So wouldn't you know it -- after building JoinMtext to put a blank line between the contents of selected objects when it combines them, as I thought I would usually want, the first time I actually went to use it in some real work, I found that I wanted all three possibilities [mentioned in the comment at the double Enter] -- one to join everything into one paragraph with only a space added between the selected objects' contents; one to start a new paragraph for each one's content without a blank line between, and one to put a blank line between as the original does. So I adjusted it to make three varieties.
The attached OneMtext.lsp defines three commands: 1MT0, 1MT1 and 1MT2. The 1MT part is about combining Mtext/Text objects into One Mtext object. The number at the end is the number of Enters added between the contents of each selected object [0 adds a Space, 1 starts a new paragraph for each, 2 adds a blank line between]. You could easily make variations with more than 2 Enters if you have a use for such things....
I also chose to force "Exactly" line spacing [my preference] -- you can eliminate that line if you want to retain whatever the line spacing style is of the first-selected Mtext or the default if the first one is converted Text, or you can change the 2 to a 1 to force "At least" spacing.

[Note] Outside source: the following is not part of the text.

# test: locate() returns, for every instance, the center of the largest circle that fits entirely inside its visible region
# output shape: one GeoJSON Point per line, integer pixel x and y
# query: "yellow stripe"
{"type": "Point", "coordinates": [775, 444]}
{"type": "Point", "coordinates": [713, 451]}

In addition to accepting both Mtext and Text objects, they have a few other differences from TXT2MTXT:
1. The order of selection determines the order of the joined contents, rather than the relative positions of the pieces. That does mean that you need to pick the pieces one at a time, and not with something like a window.
2. They take the first-selected object [converting it to Mtext if it’s Text], and add each subsequently-selected object’s content to the end, with the added Space/Enter[s], retaining the first-selected object’s text Style, height, rotation, Layer, color, etc., and incorporating within all of that the subsequently-selected objects’ textual content only. [TXT2MTXT retains differences in font, height, color, etc. between selected Text objects.]
3. If the first-selected object is Mtext, they retain its defined width, so content from other objects with different widths can end up with line breaks in different places. If the first-selected object is plain Text, and any of the other objects is Mtext with a non-zero defined width, the width of the widest one of those will be applied to the result, to minimize effects on formatting. If all are plain Text, they use the width of the first-selected one.